24.8.05

La situation se détériore à Beyrouth

LIBAN Dixième attentat depuis l'assassinat de Rafic Hariri

Beyrouth : Sibylle Rizk
[Le Figaro, 24 août 2005]

Un nouvel attentat a secoué le Liban avant-hier soir après une trêve qui a duré un mois. Il s'agit de la dixième explosion après l'assassinat de l'ancien premier ministre Rafic Hariri, le 14 février dernier. Bien qu'elle n'ait pas fait de tués, elle maintient un climat d'insécurité devenu d'autant plus insupportable que les Libanais avaient fondé beaucoup d'espoir dans la capacité du nouveau gouvernement à tourner enfin une page de l'histoire du pays, libéré de la tutelle syrienne fin avril dernier.
La charge, estimée à une trentaine de kilos, a explosé lundi vers 22 h 30, dans une rue marchande de Zalka, une banlieue chrétienne du nord de Beyrouth. Trois personnes ont été blessées, les dégâts sont considérables. Le colis piégé a été déposé près d'un hôtel fréquenté par des vacanciers étrangers. Il s'agit d'un nouveau coup dur pour la saison touristique déjà fortement affectée par les turbulences politiques que traverse le Liban depuis plusieurs mois.
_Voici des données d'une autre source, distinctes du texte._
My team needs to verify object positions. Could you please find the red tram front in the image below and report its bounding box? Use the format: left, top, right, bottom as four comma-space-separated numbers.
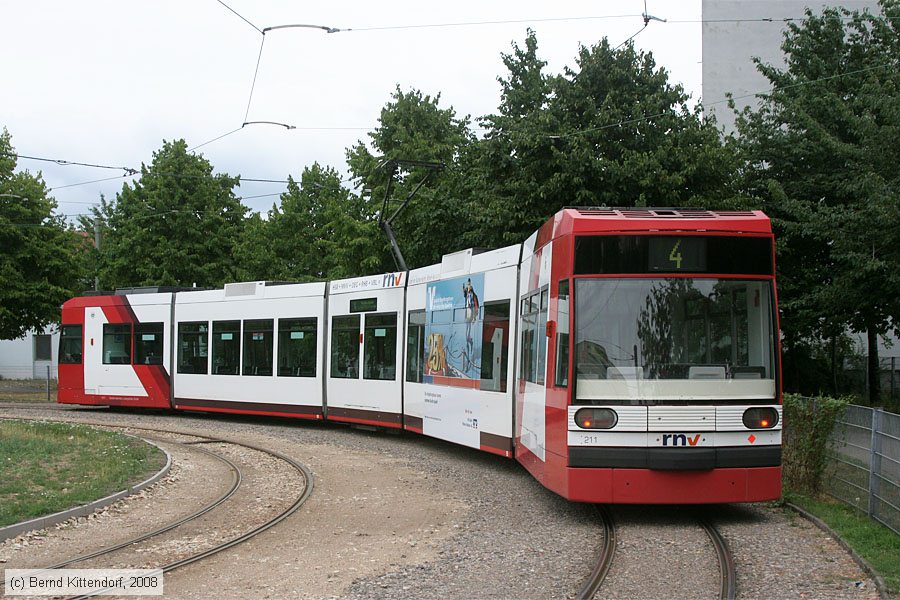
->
516, 209, 781, 503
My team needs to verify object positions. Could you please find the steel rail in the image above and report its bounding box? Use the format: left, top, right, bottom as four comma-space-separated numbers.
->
0, 439, 243, 588
68, 425, 314, 600
700, 519, 737, 600
575, 504, 616, 600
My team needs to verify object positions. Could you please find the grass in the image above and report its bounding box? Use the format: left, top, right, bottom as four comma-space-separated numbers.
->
785, 492, 900, 594
0, 421, 165, 527
0, 379, 56, 404
0, 390, 56, 404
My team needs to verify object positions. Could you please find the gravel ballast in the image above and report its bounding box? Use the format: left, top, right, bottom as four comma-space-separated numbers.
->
0, 408, 877, 600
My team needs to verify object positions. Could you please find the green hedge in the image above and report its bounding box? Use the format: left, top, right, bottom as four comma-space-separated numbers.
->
782, 394, 850, 494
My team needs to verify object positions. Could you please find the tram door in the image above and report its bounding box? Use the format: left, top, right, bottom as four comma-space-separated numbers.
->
326, 273, 406, 428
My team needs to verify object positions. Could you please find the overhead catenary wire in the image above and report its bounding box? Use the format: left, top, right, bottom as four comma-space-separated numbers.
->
216, 0, 263, 35
0, 152, 287, 184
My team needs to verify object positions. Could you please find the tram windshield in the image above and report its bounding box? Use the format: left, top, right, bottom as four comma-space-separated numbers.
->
574, 277, 775, 402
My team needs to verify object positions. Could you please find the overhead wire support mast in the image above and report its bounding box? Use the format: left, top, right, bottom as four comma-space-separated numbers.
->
378, 159, 446, 271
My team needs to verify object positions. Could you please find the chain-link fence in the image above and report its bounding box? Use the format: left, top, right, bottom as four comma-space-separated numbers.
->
0, 365, 58, 402
824, 404, 900, 534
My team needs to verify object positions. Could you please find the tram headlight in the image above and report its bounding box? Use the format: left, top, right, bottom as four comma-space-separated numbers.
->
575, 408, 619, 429
744, 407, 778, 429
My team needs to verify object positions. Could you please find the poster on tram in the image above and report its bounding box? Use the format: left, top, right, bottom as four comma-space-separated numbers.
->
424, 273, 484, 389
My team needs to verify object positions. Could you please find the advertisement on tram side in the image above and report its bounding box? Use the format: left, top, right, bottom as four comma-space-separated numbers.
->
424, 273, 484, 389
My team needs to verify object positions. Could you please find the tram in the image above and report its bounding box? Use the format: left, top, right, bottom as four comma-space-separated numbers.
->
58, 208, 782, 504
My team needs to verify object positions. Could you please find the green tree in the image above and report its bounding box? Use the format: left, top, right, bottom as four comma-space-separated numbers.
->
471, 31, 739, 245
347, 87, 474, 270
738, 0, 900, 403
238, 163, 384, 281
470, 31, 739, 245
0, 128, 89, 339
100, 140, 247, 287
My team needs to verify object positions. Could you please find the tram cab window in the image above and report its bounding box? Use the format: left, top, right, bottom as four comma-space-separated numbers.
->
363, 313, 397, 380
59, 325, 83, 365
178, 321, 209, 375
331, 315, 359, 379
103, 323, 131, 365
242, 319, 275, 376
406, 310, 425, 383
134, 323, 163, 365
33, 334, 53, 360
481, 300, 509, 392
553, 279, 569, 387
278, 318, 318, 377
212, 321, 241, 375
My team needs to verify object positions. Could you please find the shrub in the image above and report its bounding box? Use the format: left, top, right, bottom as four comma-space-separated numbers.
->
782, 394, 849, 494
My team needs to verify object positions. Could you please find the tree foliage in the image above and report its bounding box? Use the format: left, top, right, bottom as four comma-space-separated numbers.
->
347, 87, 474, 270
738, 0, 900, 399
237, 164, 383, 281
0, 128, 89, 339
100, 140, 247, 287
472, 32, 738, 245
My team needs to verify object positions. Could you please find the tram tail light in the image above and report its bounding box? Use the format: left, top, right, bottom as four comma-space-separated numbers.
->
575, 408, 619, 429
743, 407, 778, 429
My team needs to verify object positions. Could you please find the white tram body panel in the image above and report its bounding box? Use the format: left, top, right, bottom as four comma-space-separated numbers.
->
404, 245, 521, 456
174, 281, 325, 418
325, 272, 407, 428
517, 232, 553, 461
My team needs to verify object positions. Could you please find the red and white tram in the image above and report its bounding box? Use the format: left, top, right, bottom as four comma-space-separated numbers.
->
59, 208, 781, 503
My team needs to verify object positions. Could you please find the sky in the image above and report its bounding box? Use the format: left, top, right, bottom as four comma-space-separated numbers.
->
0, 0, 721, 216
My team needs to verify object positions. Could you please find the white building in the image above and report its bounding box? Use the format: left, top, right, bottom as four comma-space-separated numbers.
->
702, 0, 881, 132
0, 326, 59, 379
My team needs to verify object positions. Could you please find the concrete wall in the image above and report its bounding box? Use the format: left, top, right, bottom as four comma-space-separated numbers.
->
702, 0, 880, 132
0, 327, 59, 379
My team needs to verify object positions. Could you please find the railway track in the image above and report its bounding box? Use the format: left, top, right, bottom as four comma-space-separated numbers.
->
575, 504, 616, 600
700, 519, 737, 600
0, 414, 314, 599
575, 505, 737, 600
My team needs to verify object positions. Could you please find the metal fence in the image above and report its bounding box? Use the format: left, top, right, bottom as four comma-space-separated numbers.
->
824, 404, 900, 534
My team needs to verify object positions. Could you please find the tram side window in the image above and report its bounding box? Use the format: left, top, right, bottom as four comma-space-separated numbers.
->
59, 325, 83, 365
519, 296, 536, 382
363, 313, 397, 381
278, 318, 318, 377
242, 319, 275, 376
134, 323, 163, 365
331, 315, 359, 379
481, 301, 509, 392
103, 323, 131, 365
178, 321, 209, 375
212, 321, 241, 375
553, 280, 569, 387
33, 334, 53, 360
534, 288, 550, 385
406, 310, 425, 383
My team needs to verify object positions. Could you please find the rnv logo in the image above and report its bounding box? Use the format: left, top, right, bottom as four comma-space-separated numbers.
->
663, 433, 700, 446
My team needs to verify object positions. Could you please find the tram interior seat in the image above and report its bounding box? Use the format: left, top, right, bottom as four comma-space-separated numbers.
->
606, 367, 644, 379
688, 366, 725, 379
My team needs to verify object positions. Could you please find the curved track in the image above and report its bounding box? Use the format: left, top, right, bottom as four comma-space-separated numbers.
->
0, 414, 313, 600
700, 519, 737, 600
575, 504, 616, 600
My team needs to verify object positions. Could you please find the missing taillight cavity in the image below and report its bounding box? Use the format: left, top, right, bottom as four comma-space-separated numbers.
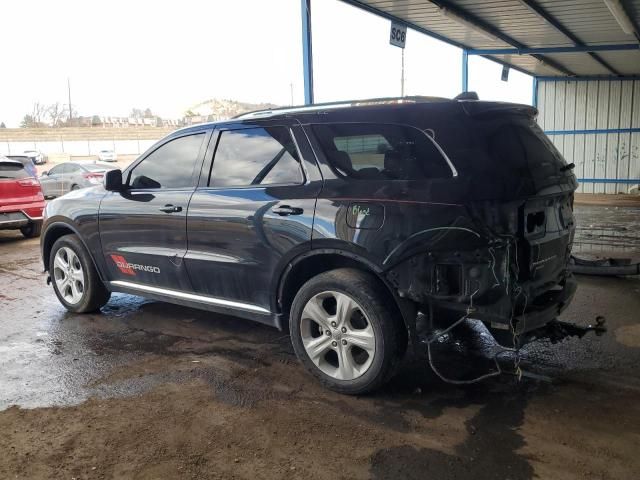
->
526, 211, 545, 233
435, 264, 462, 295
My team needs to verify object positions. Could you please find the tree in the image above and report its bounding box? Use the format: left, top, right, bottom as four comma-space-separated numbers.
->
20, 102, 47, 128
47, 102, 68, 127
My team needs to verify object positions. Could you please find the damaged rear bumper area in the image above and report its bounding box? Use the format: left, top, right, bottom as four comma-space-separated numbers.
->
387, 193, 577, 347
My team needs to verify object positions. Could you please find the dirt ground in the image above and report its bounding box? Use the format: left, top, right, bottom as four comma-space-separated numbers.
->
0, 204, 640, 480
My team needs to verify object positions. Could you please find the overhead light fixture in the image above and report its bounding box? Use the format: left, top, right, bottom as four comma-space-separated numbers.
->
604, 0, 635, 35
440, 7, 502, 42
536, 58, 567, 77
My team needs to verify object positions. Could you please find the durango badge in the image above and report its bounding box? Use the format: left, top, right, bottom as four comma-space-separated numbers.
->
111, 254, 160, 275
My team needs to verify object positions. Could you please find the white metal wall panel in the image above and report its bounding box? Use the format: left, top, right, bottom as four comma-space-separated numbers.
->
615, 82, 634, 192
629, 80, 640, 194
537, 80, 640, 194
582, 81, 599, 193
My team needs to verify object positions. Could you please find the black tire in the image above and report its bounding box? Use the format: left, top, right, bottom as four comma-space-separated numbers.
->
49, 234, 111, 313
289, 268, 406, 395
20, 222, 42, 238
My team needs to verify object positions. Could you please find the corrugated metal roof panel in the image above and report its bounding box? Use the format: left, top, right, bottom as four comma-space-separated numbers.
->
345, 0, 640, 75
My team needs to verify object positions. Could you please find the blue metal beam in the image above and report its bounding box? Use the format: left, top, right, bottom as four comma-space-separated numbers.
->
536, 75, 640, 82
469, 43, 640, 55
300, 0, 313, 105
462, 50, 469, 92
341, 0, 533, 81
544, 128, 640, 135
578, 178, 640, 185
520, 0, 620, 75
429, 0, 575, 75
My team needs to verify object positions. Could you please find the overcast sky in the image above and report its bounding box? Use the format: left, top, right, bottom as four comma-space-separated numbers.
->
0, 0, 532, 127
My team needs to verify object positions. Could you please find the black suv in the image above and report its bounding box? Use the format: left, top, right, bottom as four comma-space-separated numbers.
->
41, 97, 577, 393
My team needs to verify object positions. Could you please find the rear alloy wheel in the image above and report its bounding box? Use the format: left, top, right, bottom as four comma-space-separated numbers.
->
300, 291, 376, 380
49, 235, 111, 313
289, 268, 404, 394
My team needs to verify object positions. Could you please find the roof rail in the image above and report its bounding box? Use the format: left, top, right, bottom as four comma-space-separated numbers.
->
453, 92, 480, 100
233, 95, 450, 118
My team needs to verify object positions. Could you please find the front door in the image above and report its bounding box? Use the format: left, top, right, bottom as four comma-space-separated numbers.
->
100, 132, 210, 291
185, 121, 321, 311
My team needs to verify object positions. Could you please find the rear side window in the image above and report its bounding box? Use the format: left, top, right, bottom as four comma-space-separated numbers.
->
209, 127, 304, 187
0, 161, 29, 180
129, 133, 205, 188
313, 123, 452, 180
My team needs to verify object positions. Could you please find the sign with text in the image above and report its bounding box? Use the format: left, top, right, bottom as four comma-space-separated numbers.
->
389, 22, 407, 48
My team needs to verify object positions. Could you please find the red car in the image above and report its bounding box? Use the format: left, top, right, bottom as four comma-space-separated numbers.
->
0, 156, 44, 238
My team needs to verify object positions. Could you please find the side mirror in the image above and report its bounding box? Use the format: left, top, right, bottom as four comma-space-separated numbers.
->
104, 170, 123, 192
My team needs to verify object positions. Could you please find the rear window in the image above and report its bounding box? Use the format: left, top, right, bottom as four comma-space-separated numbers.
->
452, 114, 573, 198
0, 162, 29, 180
313, 123, 452, 180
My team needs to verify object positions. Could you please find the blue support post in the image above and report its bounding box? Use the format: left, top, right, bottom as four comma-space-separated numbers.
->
462, 50, 469, 92
300, 0, 313, 105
Le rétablissement de la sécurité est ainsi devenu le principal leitmotiv des acteurs d'un secteur considéré comme l'un des fleurons de l'économie.
Comme au lendemain de chacun des précédents attentats, les déclarations révoltées se multiplient contre le «projet de déstabilisation du Liban», attribué implicitement ou explicitement aux «résidus de services sécuritaires libano-syriens». Mais cette fois, l'indignation des Libanais semble autant se diriger vers la classe politique que vers les auteurs des crimes. Car aucune des enquêtes ouvertes n'a encore abouti.
Six attentats ont visé des zones commerçantes, industrielles ou résidentielles, le dernier en date s'étant produit il y a un mois, dans un quartier très fréquenté par les noctambules, le soir même d'une visite surprise à Beyrouth du secrétaire d'État américain Condoleezza Rice. Deux autres ont successivement coûté la vie à l'intellectuel Samir Kassir et à l'ancien dirigeant communiste Georges Haoui, tandis qu'un troisième a miraculeusement épargné le ministre de la Défense, Élias el-Murr.
«Outre celui de vivre en sécurité, les Libanais restent toujours privés du plus élémentaire de leurs droits : demander des comptes, cela plus d'un mois après l'entrée en fonction du gouvernement Siniora», écrit par exemple le quotidien francophone L'Orient-Le Jour.
L'ensemble de la presse se faisait l'écho hier du pourrissement de la situation à la tête de l'État, qui se traduit notamment par le blocage persistant du processus de renouvellement des responsables des services de sécurité, des autorités judiciaires, des hauts fonctionnaires, etc. Les principaux responsables des services de sécurité ont notamment démissionné à la suite de l'assassinat de Rafic Hariri et la plupart de leurs postes sont encore vacants. Mais le président de la République, Émile Lahoud, a refusé de signer le décret de nominations présenté par le premier ministre Fouad Siniora, prolongeant une crise qui dure depuis plusieurs semaines.
Le blocage de ce dossier, pourtant jugé crucial, est un symptôme parmi d'autres de l'immobilisme et des atermoiements dans lesquels le Liban semble à nouveau englué. L'explication réside dans la stratégie de compromis qu'a choisie la coalition antisyrienne cristallisée par l'assassinat de Rafic Hariri. Après avoir décidé de s'allier à ses adversaires du Hezbollah et d'Amal, à travers l'adoption d'une loi électorale préservant leur poids politique, elle a reconduit à ses fonctions l'ancien président de la Chambre, Nabih Berri, et composé un gouvernement incluant des représentants du Hezbollah et du président de la République.
Certains analystes estiment que seule la publication du rapport d'enquête sur l'assassinat de Rafic Hariri sera en mesure de débloquer la situation. L'enquête a été confiée à une commission des Nations unies, présidée par le procureur allemand Detlev Mehlis. Le magistrat a déjà entendu une centaine de personnes, dont le chef de la garde présidentielle qui serait soupçonné d'avoir ordonné le nettoyage précipité des lieux du crime. Malgré une demande officielle en ce sens, il n'a en revanche pas encore interrogé les officiers militaires syriens qui contrôlaient le pays à l'époque des faits. Le magistrat devrait réclamer demain à l'ONU une prolongation de son mandat. S'il désigne clairement des coupables, le rapport pourrait contribuer à assainir le climat politique, disent les mêmes analystes. En attendant, le Liban continue de vivre dans la confusion, et l'inquiétude entretenue par les attentats.